KRAKOW, Poland — President Bush, still miffed at the French and other “old Europe” nations that opposed the U.S.-led war in Iraq, said yesterday that he is prepared to bury the hatchet and urge European leaders to join the fight against terrorism.

Arriving in Poland at the start of a weeklong trip that culminates in Jordan with a Middle East peace summit, the president said his meeting tomorrow at the Group of Eight economic summit in Evian, France, with French President Jacques Chirac will not be confrontational.

“Absolutely not. [The G-8 meeting is] an opportunity to talk with some who agreed with us on Iraq and some who didn’t about how we move forward,” he said.

Still, reverberations from France’s role in opposing the war, which included soliciting other countries to reject Mr. Bush’s policy on Iraqi dictator Saddam Hussein, were clear in the president’s comments yesterday to foreign journalists.
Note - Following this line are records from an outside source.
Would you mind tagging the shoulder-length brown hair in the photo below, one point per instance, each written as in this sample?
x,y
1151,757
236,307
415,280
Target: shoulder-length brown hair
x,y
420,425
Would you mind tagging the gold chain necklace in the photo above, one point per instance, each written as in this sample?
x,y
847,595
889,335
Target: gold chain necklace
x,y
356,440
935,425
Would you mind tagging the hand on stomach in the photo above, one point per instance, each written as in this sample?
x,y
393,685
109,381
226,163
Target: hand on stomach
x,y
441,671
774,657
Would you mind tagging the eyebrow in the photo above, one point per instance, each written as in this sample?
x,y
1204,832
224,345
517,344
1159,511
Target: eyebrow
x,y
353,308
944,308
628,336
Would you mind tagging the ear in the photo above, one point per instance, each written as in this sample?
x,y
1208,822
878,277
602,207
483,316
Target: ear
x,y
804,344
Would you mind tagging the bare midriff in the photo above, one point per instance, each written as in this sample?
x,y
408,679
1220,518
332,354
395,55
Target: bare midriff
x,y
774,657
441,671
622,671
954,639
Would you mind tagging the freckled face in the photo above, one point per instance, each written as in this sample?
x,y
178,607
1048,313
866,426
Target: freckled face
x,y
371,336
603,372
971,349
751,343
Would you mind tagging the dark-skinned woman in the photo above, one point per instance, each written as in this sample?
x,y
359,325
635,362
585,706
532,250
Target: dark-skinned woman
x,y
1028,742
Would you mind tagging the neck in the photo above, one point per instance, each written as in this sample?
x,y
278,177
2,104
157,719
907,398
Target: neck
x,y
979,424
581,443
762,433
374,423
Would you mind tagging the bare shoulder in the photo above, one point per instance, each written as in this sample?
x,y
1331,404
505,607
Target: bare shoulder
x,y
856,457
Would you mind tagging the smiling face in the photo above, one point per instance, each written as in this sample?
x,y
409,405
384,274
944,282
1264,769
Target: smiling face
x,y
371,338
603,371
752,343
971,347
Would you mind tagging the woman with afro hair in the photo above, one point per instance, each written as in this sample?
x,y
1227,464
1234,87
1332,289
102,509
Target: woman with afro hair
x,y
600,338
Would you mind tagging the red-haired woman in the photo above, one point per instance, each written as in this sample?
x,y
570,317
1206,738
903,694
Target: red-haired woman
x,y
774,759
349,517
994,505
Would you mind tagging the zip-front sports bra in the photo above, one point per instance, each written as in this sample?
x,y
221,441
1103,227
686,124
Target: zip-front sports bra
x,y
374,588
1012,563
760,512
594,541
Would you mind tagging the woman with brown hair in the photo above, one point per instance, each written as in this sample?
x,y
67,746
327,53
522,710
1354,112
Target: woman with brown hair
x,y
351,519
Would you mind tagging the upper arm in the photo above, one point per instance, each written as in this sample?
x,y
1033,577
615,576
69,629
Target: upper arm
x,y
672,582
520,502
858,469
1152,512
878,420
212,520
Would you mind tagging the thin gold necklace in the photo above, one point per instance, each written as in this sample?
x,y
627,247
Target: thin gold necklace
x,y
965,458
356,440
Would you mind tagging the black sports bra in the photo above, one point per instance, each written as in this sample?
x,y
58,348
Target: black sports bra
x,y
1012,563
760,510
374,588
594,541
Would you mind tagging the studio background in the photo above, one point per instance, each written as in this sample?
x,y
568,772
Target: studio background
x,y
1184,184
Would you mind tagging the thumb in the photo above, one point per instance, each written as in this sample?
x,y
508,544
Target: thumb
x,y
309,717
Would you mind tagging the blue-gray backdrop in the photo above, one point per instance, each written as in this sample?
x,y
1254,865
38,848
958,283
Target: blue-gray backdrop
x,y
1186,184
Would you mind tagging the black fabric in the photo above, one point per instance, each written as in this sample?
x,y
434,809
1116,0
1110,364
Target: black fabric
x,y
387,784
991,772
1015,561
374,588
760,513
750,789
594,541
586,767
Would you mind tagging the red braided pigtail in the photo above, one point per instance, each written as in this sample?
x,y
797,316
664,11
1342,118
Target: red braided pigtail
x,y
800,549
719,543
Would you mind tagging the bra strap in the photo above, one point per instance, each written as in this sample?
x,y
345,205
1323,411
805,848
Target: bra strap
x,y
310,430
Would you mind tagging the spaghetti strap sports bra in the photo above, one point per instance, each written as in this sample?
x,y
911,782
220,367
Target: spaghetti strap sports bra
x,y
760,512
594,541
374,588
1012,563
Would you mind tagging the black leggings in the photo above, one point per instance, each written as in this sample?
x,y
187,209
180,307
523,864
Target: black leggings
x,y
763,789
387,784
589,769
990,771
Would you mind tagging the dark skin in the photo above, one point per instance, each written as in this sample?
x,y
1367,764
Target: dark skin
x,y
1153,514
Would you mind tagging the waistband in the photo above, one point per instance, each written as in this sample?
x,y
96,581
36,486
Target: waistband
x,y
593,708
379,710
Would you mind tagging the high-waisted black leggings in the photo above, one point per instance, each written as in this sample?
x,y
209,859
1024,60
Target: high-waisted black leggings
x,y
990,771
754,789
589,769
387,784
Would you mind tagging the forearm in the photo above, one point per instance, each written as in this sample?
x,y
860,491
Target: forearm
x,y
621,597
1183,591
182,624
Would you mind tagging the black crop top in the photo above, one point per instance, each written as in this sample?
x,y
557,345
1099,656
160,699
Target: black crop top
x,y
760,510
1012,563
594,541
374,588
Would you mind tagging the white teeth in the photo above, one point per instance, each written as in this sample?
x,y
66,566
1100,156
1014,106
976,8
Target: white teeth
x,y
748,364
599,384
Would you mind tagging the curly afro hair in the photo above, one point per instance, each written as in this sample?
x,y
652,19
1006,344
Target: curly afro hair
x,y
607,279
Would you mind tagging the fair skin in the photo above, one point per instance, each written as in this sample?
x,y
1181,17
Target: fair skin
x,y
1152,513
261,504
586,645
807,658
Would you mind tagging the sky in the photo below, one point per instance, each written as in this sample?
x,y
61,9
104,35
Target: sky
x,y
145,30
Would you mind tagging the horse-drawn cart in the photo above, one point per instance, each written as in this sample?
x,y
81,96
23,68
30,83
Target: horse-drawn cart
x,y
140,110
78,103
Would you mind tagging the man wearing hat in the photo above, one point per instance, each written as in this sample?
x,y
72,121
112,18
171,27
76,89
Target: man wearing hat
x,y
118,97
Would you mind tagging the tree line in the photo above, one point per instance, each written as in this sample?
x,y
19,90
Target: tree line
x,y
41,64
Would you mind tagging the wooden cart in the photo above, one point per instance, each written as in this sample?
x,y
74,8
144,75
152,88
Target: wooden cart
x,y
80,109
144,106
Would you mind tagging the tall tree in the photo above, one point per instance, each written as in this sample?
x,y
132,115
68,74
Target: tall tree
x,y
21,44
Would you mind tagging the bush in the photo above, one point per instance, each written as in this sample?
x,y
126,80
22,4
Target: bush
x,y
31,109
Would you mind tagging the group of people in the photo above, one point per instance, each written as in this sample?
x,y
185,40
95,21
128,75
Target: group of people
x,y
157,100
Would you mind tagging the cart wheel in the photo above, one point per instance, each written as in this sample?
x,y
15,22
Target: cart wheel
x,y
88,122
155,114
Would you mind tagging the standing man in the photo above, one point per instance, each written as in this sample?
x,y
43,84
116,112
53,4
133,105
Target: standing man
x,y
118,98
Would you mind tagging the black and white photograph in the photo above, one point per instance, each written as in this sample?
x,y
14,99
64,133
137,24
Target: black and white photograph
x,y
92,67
“There is a sense of frustration and disappointment amongst the American people toward the French decision,” he said. “That’s realistic. People didn’t understand the decisions by the French leadership to thwart the American desire, and the desire of others, to work on security and freedom — security for our countries and freedom in Iraq.

“I’ve got work to do to convince the skeptics in France that the intentions of the United States are positive. And the French leadership has got work to do to convince the American people that they are concerned about the security of our country.”

Mr. Bush said nothing upon landing in Poland last night after an eight-hour flight from Andrews Air Force Base aboard Air Force One.

While he preached reconciliation, Mr. Bush’s brief stop in Poland is a clear reward for that nation’s strong support on the war in Iraq.

“I think it’s very important for the Polish people to understand how deeply Americans appreciate their sacrifice and their courage and their willingness to work with us in Iraq and in Afghanistan,” he said.

And the president warned other nations not to snub Poland for its pro-U.S. stance.

“I think it’s unfortunate that some of the countries in Europe will try to bully Poland for standing up for what you think — what they think is right. And I’m going to say in my speech, Poland needs to be in the [European Union] and Poland can be a friend of the United States, and the two are not in conflict,” Mr. Bush said.

After his Polish stop, Mr. Bush will travel to St. Petersburg, Russia, for a bilateral meeting with President Vladimir Putin, who also opposed the war in Iraq, then go to the Evian conference, and thereafter to the Middle East.

While in Poland, Mr. Bush will deliver his only speech of the trip at Wawel Palace — an 11th-century castle on the banks of the Vistula River in Poland’s third-largest city. The speech will lay out the broad goals of joint U.S. and European interests and urge foreign leaders to join in future efforts to thwart terrorists at every turn.

“It’s a speech, really, to Europe that says that our common values are strong and that we welcome the emergence of countries like — free countries like Poland, and as well as we must be reminded of the lessons of the past,” Mr. Bush said.

His 15-hour stay in Poland also will include a stop at Auschwitz and Birkenau, two World War II concentration camps 50 miles west of Krakow, where Germans killed more than 1.5 million people, 90 percent of them Jewish.

“I’m also going to Auschwitz to remind people that we must confront evil when we find it, and there’s no better place to remind people that there has been evil in the world than at Auschwitz,” Mr. Bush said.

The European leg of the trip is being watched for signs of a thaw between the United States and nations that opposed the war. But before departing on the trip, the White House announced the president would cut short his stay in France by one day, missing a dinner thrown by Mr. Chirac, as well as the reading of the final statement by G-8 leaders.

At the economic conference in Evian, on the banks of Lake Geneva, Mr. Bush will not meet with German Chancellor Gerhard Schroeder, a foe of the U.S.-led war.

Besides the leaders of the United States, France, Germany and Russia, the G-8 summit will be attended by Prime Ministers Tony Blair of Britain, Jean Chretien of Canada, Junichiro Koizumi of Japan and Silvio Berlusconi of Italy.

But Mr. Bush’s message to the French leader will look forward, not backward.

“I think that the time has moved beyond us where there was recriminations or disagreements about previous issues,” he said. “My decision is to go and to say to the French government: Let us work together for a Europe which is whole, free and at peace.”

Secretary of State Colin L. Powell told reporters aboard Air Force One that the United States is prepared to forgive — but not completely forget.

“That’s not to say we don’t have bad blood with our closest friends and partners, but you move on,” he said. “Let’s talk about the future.”